Nothing unusual emerged from the 45th meeting of the committee of governors of monetary agencies and central bank governors of the Gulf Cooperation Council (GCC) in Doha last week. Qatar chairs all scheduled GCC meetings this year by virtue of hosting the 28th summit of heads of state late last year. Oman is due to host the next summit later this year.
Contrary to expectations, the meeting solely dealt with matters related to the implementation of the planned monetary union in 2010. The governors discussed ways to overcome obstacles pertaining to fiscal and monetary standards underpinning speedy and comprehensive implementation of the ambitious project. The guardians used the meeting as an opportunity to renew their commitments to the monetary union project.
Unfortunately, they decided not to discuss two critical issues, namely inflationary pressures and prospects of ending the pegging of GCC currencies to the dollar. All GCC countries except Kuwait link their currencies to the greenback. The dollar is under pressure as evidenced by the fact of losing nearly eight per cent of its value against the euro since the start of 2008.
Implementation of the ambitious monetary union project requires the member countries to adhere to several conditions dealing with fiscal and monetary standards. These are: limiting public debt to 60 per cent of gross domestic product (GDP); restricting budget deficit to three per cent of the GDP; limiting inflation to the average rate plus two per cent; limiting interest rate to lowest rates in member- countries plus two per cent; and ensuring that the reserves cover import bills of four months.

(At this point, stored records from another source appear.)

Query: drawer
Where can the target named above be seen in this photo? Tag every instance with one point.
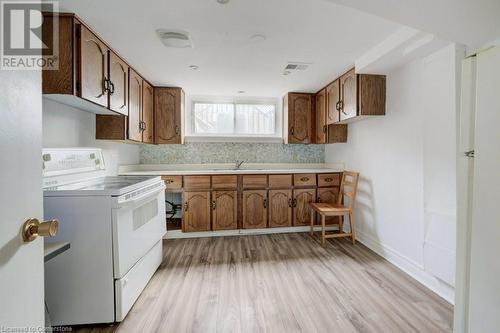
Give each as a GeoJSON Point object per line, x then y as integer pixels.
{"type": "Point", "coordinates": [255, 181]}
{"type": "Point", "coordinates": [304, 179]}
{"type": "Point", "coordinates": [280, 181]}
{"type": "Point", "coordinates": [197, 182]}
{"type": "Point", "coordinates": [172, 182]}
{"type": "Point", "coordinates": [328, 179]}
{"type": "Point", "coordinates": [229, 182]}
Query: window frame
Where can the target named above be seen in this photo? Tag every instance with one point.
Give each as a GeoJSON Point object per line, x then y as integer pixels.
{"type": "Point", "coordinates": [276, 137]}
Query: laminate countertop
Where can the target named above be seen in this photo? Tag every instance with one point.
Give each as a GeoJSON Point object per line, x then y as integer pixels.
{"type": "Point", "coordinates": [224, 169]}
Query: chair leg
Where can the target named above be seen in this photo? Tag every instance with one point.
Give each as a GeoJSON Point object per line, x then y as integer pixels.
{"type": "Point", "coordinates": [353, 229]}
{"type": "Point", "coordinates": [323, 230]}
{"type": "Point", "coordinates": [312, 222]}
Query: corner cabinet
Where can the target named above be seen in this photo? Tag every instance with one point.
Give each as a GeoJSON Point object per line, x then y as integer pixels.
{"type": "Point", "coordinates": [168, 110]}
{"type": "Point", "coordinates": [298, 108]}
{"type": "Point", "coordinates": [360, 96]}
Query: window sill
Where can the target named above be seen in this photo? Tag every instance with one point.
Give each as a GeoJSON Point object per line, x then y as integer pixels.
{"type": "Point", "coordinates": [237, 139]}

To be sure, firm oil prices sustained over the last few years have only strengthened prospects for meeting requirements related to implementation of three variables concerning debt, budget and reserves.
In the case of Saudi Arabia, for instance, strong revenues generated from the hydrocarbons sector allowed the kingdom to post budget surpluses of $47.6 billion in 2007 and a record $71 billion in 2006.

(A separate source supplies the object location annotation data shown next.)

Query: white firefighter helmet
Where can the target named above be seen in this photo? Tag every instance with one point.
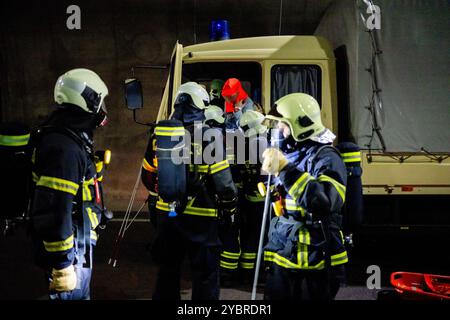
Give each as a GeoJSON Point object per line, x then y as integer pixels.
{"type": "Point", "coordinates": [251, 123]}
{"type": "Point", "coordinates": [198, 94]}
{"type": "Point", "coordinates": [83, 88]}
{"type": "Point", "coordinates": [301, 113]}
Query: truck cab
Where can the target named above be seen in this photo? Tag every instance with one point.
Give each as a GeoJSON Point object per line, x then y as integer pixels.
{"type": "Point", "coordinates": [273, 66]}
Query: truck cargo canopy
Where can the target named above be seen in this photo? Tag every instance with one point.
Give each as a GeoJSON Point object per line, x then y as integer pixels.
{"type": "Point", "coordinates": [413, 72]}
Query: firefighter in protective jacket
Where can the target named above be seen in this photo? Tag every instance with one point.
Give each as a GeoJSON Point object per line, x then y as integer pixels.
{"type": "Point", "coordinates": [64, 174]}
{"type": "Point", "coordinates": [240, 240]}
{"type": "Point", "coordinates": [305, 250]}
{"type": "Point", "coordinates": [210, 192]}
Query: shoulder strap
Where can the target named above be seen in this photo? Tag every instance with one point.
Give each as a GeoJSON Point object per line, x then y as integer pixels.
{"type": "Point", "coordinates": [312, 159]}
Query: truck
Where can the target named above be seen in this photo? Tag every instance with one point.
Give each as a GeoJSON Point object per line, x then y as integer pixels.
{"type": "Point", "coordinates": [403, 190]}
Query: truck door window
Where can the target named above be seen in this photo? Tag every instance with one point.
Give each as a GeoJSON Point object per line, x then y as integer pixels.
{"type": "Point", "coordinates": [249, 73]}
{"type": "Point", "coordinates": [291, 78]}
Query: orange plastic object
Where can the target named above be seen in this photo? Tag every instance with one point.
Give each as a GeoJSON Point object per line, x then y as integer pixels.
{"type": "Point", "coordinates": [420, 286]}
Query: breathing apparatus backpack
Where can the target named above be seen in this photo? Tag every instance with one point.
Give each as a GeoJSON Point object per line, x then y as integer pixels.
{"type": "Point", "coordinates": [172, 169]}
{"type": "Point", "coordinates": [352, 210]}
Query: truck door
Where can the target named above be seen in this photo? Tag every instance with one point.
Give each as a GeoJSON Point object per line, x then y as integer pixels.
{"type": "Point", "coordinates": [172, 84]}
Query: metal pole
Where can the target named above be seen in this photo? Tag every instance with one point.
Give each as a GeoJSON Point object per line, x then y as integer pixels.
{"type": "Point", "coordinates": [261, 237]}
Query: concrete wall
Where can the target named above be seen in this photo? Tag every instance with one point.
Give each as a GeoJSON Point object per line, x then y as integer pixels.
{"type": "Point", "coordinates": [36, 47]}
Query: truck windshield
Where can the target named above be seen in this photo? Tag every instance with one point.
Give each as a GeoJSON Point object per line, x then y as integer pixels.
{"type": "Point", "coordinates": [249, 73]}
{"type": "Point", "coordinates": [291, 78]}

Of the surplus achieved in 2007, Saudi authorities decided to allocate more than $14 billion to reduce public debt.
In turn, this allowed outstanding debt to decline from $97.6 billion in 2006 to $71.2 billion in 2007. Hence, the move reduced the significance of outstanding public debt from 28 per cent in 2006 to 19 per cent of the GDP in 2007. Yet, the largest chunk of the surplus or $26.7 billion will be transferred to strengthen the country's reserve.

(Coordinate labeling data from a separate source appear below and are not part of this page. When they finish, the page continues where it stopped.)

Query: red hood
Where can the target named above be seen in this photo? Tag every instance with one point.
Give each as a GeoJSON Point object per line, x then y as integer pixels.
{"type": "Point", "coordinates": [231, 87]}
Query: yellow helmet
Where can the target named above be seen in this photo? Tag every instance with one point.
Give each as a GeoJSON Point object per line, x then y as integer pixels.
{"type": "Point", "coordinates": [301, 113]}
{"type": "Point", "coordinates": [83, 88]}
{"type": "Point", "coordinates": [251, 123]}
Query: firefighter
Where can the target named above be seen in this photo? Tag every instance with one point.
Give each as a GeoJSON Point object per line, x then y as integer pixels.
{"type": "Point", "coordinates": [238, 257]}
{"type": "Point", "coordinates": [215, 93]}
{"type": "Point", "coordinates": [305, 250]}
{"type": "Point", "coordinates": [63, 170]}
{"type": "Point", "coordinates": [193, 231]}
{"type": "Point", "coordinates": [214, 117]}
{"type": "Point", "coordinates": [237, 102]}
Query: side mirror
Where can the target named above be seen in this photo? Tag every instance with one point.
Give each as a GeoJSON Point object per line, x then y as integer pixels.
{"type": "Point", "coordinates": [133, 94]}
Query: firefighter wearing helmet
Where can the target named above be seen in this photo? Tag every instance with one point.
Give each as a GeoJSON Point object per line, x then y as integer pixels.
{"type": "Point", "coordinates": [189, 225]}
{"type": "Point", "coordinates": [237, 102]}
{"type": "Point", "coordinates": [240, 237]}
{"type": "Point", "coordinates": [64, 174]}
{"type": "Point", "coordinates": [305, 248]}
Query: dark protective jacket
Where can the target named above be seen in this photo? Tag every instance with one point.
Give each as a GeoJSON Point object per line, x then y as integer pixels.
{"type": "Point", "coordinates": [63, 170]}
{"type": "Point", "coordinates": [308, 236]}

However, strengthened petroleum revenues, in turn leading to greater spending opportunities, are partly blamed for inflationary pressures encircling the regional economies. According to IMF, inflation rates amounted to about 14 per cent, 11 per cent and 4 per cent in 2007 in Qatar, the UAE and Saudi Arabia, respectively.
Governor of the central bank of Qatar, Shaikh Abdullah Bin Saud Al Thani, argued that the monetary union project would be implemented regardless of inflation. It seems that Shaikh Abdullah's comments were designed to dampen market fears. Nevertheless, one positive development relates to agreeing to have an extraordinary meeting of governors in mid-June.
The Doha meeting was the first in 2008 for GCC governors of monetary agencies and central bank governors. Economic commentators have censured the governors for not holding emergency meetings despite turmoil in global markets affecting the GCC economies. A case in point is the repeated decisions by the US Federal Reserve to lower interest rates over the last few months. Maybe the governors will have answers to outstanding questions during the meeting in June.
Strengthened petroleum revenues are partly blamed for inflationary pressures encircling the regional economies.
- The writer is a Member of Parliament in Bahrain.